What’s even more dispiriting about this is that the report points out that mephedrone “appears to have no legitimate use” as though that supports the argument in favour of a ban.  One wonders what the sense of the word “legitimate” here is; if there are places where the drug has not been banned, then its use is legitimate: there’s nothing else for it to be.  If “legitimate” is taken in a more everyday sense – “approved of”, say – then the point is dogmatically puritanical.  After all, getting out of your box is likely to strike some people as completely legitimate, and whether they use mephedrone or merlot to do it is a mere detail.  But even if getting high isn’t legitimate in this broad sense – well, that’s still not a reason to ban something.

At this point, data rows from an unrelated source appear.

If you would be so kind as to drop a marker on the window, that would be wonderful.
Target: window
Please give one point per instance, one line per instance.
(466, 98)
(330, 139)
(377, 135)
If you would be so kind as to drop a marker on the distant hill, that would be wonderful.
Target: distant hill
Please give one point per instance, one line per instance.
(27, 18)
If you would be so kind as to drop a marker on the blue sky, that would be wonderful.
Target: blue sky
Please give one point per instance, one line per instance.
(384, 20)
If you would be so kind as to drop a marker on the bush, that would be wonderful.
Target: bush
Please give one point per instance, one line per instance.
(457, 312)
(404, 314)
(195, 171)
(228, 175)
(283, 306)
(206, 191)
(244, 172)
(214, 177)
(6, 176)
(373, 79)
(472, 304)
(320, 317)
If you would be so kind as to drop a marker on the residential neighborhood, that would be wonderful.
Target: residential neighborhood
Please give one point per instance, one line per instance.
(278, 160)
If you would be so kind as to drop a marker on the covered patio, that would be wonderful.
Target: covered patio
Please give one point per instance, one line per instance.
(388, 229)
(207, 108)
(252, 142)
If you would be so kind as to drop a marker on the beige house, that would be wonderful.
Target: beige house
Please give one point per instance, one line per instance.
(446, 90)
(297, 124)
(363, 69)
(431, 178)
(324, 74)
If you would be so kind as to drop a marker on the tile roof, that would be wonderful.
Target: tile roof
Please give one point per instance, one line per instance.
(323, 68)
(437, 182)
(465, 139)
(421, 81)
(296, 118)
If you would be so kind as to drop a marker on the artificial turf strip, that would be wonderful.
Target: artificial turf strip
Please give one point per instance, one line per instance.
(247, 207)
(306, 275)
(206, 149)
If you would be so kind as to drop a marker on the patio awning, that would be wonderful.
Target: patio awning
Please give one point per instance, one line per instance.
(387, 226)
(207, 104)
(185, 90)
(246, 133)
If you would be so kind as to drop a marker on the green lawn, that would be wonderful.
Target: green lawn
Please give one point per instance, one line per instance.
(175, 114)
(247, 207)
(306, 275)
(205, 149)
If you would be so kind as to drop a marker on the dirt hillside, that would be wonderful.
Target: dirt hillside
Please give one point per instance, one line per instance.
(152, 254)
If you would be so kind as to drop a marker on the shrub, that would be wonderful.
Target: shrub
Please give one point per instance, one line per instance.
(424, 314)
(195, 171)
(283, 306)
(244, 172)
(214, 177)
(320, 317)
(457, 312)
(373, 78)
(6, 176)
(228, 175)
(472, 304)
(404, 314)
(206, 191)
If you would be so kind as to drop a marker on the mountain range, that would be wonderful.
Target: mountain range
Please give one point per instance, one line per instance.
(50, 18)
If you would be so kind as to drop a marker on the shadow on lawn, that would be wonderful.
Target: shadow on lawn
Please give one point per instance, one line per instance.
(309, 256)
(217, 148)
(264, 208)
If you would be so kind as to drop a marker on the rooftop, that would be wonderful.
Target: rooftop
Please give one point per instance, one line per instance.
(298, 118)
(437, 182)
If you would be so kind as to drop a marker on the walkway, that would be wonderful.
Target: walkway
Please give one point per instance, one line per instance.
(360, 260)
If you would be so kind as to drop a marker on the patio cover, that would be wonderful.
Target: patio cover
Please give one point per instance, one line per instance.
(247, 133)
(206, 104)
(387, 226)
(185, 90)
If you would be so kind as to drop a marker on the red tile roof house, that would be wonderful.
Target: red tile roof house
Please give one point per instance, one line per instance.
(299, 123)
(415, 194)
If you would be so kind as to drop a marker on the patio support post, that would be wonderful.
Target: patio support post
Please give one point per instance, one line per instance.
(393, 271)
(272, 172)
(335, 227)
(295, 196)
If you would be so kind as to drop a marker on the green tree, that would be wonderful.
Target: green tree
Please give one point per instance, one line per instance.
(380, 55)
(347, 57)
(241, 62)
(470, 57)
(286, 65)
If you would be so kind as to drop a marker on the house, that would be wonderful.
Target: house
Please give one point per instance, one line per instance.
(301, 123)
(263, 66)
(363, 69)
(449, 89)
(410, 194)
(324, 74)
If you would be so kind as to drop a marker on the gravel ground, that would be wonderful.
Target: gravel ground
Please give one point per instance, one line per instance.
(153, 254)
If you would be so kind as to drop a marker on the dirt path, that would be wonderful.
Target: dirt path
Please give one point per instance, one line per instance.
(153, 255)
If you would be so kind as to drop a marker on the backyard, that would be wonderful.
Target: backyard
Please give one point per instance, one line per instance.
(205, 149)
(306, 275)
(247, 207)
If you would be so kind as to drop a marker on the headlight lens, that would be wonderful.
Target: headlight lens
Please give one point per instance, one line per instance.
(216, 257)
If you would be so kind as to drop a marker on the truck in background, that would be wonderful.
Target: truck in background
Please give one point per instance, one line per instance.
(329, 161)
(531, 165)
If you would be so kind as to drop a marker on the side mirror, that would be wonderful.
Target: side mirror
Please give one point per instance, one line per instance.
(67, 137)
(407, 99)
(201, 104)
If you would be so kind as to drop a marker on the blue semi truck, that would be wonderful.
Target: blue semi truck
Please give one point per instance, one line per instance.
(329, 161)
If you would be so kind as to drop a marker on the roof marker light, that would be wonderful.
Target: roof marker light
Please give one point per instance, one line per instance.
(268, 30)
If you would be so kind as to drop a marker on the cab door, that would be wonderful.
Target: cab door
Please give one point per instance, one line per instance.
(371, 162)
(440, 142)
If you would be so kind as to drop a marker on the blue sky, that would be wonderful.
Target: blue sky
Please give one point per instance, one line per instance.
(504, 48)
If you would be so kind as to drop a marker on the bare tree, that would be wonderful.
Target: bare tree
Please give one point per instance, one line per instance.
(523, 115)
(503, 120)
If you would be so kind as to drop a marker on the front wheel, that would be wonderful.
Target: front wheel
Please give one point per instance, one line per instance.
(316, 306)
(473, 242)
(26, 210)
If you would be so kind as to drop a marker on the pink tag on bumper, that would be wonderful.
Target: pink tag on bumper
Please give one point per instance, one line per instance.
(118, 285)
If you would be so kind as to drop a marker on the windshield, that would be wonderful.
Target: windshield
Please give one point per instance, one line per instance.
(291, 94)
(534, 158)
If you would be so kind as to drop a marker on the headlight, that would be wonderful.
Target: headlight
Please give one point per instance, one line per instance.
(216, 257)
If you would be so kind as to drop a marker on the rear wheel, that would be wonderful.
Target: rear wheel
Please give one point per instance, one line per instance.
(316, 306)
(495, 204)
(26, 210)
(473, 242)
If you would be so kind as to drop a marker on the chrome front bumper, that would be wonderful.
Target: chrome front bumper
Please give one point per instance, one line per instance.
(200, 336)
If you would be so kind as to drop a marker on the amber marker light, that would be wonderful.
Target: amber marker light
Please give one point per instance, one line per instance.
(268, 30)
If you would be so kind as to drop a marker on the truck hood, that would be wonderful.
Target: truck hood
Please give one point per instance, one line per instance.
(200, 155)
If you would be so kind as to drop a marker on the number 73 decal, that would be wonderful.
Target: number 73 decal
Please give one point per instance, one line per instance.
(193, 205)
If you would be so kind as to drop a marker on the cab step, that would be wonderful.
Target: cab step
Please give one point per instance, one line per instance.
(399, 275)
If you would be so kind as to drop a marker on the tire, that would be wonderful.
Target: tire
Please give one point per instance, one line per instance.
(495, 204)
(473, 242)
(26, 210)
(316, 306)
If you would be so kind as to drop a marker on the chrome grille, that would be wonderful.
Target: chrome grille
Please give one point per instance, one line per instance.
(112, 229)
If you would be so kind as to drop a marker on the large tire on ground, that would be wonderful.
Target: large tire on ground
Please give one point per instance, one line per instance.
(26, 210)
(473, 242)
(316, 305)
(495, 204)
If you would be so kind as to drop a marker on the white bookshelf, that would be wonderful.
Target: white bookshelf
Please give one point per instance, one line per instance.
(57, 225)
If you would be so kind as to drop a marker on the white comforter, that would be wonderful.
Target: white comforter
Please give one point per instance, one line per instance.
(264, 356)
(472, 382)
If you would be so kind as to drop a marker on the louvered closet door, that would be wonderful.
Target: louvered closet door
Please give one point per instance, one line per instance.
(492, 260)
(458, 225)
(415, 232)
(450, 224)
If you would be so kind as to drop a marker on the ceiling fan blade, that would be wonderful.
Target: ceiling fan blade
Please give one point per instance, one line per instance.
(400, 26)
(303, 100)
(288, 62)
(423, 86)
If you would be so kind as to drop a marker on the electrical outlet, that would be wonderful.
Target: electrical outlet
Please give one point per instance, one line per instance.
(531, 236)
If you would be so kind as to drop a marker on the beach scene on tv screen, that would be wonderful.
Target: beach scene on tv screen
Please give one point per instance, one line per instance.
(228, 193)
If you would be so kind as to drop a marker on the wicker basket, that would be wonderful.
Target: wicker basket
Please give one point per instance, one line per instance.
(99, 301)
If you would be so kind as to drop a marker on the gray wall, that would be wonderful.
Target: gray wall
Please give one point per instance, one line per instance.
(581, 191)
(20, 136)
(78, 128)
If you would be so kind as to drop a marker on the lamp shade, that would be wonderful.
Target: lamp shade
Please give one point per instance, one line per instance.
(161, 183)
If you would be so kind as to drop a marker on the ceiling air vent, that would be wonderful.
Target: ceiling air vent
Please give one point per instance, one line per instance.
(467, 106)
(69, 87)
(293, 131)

It’s worth saying again in this light that current bans are not, in my opinion, not only not wise; they’re positively unwise, and counterproductive.  It’s interesting that the introduction to the INCB’s report talks about the problems raised by the drug trade in respect of corruption, public health and government stability – and, I take it, it’s worries about law enforcement that motivate calls for mephedrone to be banned.  All of these problems could be eased by abandoning prohibition, though: and adding mephedrone – or anything hitherto legal – to the list of banned substances simply creates more opportunity for corruption, public health problems, and government instability.  Public health is much easier to protect when the people who’re in most need aren’t at risk of being criminalised by virtue of the very condition that makes them needy.  Corruption vanishes when a trade can be brought above ground.  Governments become more stable when there’s no need for a secret criminal economy – and the people who provide the raw material of the drug trade become better off, too.  (Afghanistan would be a much happier place if the opium farmers could sell their stuff legitimately, instead of having to sell it for a pittance to smugglers while paying protection money to Taliban lunatics.  On p 121, the INCB “urges […] Governments […] to strengthen their efforts to prevent a resurgence of illicit opium poppy cultivation”.  But what about the possibility that illicit cultivation could be eliminated completely, with better consequences overall, by making it licit?)

It is instructive, I think, that the Board “welcomes the statement of the Government of the United States that it firmly opposes the legalization of cannabis” (p 63); the main objection to the licensing of cannabis for medical use offered seems to be that it is not compatible with the 1961 Convention.  The board seems not to entertain the possibility that the problem lies with the convention, rather than the relaxation of restrictions on cannabis.  But this attitude seems to me to prevail through the whole of the document.  We can’t rethink drugs policy radically because that’d mean rethinking it radically.  And that’d shred a lot of the justification for a lot of government policies.

And yet it’s utterly ridiculous that the pat response to a failure of prohibition is more of the same (viz mephedrone: places that haven’t banned it really should, because… er… if they don’t, they won’t have.  Yeah!).  It’s like they’re addicted.